Fedweek

Federal employee organizations are watching for whether the Trump administration’s budget proposal for fiscal 2019, expected to be released in early February, will recommend paying no federal raise next January as a first step toward a broader overhaul of federal pay policies.

Preliminary documents obtained and released by Senate Democrats indicate that the administration will recommend no raise in January 2019. Another indicator came in the release in late December of a report from the President’s Pay Agent—the heads of OPM, OMB and Labor—which challenged the methodology used in the government’s own data showing that federal employees on average are about 35 percent behind their private sector counterparts in pay.

Those comparisons “fail to reflect the reality of labor market shortages and excesses” and the value of benefits, it said. It cited CBO’s report of last year finding that overall salaries are about comparable—although with less-educated federal employees at an advantage and the most-educated at a disadvantage—and a substantial benefits advantage on the federal employee side primarily due to the value of the defined benefit CSRS and FERS programs.
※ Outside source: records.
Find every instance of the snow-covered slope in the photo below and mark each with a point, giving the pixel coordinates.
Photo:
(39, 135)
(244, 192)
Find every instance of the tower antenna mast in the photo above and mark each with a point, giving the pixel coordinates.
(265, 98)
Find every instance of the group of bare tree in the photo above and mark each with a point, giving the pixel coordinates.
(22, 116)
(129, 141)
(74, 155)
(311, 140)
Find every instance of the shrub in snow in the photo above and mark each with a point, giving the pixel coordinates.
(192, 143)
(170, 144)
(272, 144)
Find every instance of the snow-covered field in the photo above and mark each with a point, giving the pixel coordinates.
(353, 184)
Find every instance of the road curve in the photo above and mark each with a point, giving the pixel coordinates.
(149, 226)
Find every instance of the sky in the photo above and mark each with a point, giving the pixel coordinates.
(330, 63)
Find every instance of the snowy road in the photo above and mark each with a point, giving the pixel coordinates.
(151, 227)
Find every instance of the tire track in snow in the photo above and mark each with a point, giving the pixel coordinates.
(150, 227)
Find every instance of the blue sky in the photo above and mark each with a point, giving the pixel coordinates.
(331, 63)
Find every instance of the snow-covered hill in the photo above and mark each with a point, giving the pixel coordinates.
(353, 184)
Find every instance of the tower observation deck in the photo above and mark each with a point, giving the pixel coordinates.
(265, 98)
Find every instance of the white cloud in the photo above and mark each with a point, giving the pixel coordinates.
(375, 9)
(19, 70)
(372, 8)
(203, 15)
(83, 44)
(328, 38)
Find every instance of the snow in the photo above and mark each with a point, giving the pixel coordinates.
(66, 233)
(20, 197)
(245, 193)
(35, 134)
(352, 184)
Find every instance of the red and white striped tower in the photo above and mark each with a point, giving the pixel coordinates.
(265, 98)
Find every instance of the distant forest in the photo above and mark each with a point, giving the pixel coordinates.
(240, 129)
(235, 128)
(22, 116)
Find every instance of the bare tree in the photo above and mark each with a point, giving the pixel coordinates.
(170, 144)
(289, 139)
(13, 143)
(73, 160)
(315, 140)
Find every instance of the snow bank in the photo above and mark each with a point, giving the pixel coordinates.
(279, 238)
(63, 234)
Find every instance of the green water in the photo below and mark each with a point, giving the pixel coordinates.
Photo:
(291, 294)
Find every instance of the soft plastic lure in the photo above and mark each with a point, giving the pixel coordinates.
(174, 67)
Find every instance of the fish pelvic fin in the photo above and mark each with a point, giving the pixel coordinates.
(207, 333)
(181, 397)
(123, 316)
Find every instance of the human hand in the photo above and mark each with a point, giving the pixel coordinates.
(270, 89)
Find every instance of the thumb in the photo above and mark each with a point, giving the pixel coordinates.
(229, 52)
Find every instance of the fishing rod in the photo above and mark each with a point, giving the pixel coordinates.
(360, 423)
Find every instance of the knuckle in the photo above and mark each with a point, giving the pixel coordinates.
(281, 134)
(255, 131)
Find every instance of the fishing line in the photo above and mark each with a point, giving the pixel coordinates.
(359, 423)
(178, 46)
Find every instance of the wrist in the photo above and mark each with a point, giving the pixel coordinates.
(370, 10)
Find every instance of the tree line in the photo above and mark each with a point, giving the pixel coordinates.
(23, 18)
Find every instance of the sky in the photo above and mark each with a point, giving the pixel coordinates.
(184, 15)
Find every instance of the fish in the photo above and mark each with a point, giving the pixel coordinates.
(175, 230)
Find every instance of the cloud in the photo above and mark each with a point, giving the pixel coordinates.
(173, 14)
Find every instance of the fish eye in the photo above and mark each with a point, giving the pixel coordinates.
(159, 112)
“Ultimately, we believe in the need for fundamental reforms of the white-collar federal pay system. We believe it is imperative to develop performance-sensitive compensation systems that will contribute to a government that is more citizen-centered, results-oriented, and market-based. We need to empower federal agencies to better manage, develop, and reward employees in order to better serve the American people,” the report said.

Pay for performance redux?

That reflects long-running recommendations – coming primarily, but not exclusively, from fiscal conservatives – to link pay more closely to performance, for example by denying raises to those deemed to be performing unacceptably and paying larger raises to top performers.

The Bush administration had installed such systems at DHS and DoD but the former never got off the ground before being dropped and the latter was repealed early in the Obama administration, primarily due to opposition from unions, after operating for several years for a segment of the DoD workforce.

While a salary rate freeze could be accomplished by agreement of the White House and Congress – as it was for a three-year period during the Obama administration – more substantial changes in pay practices would require a major legislative effort.

Barriers would include the strong differences of opinion over how to properly compare federal employee pay with that of the private sector, whether benefits should be taken into account and if so how they are to be compared, and how to structure a pay for performance system so that it would be trusted as accurate and fair.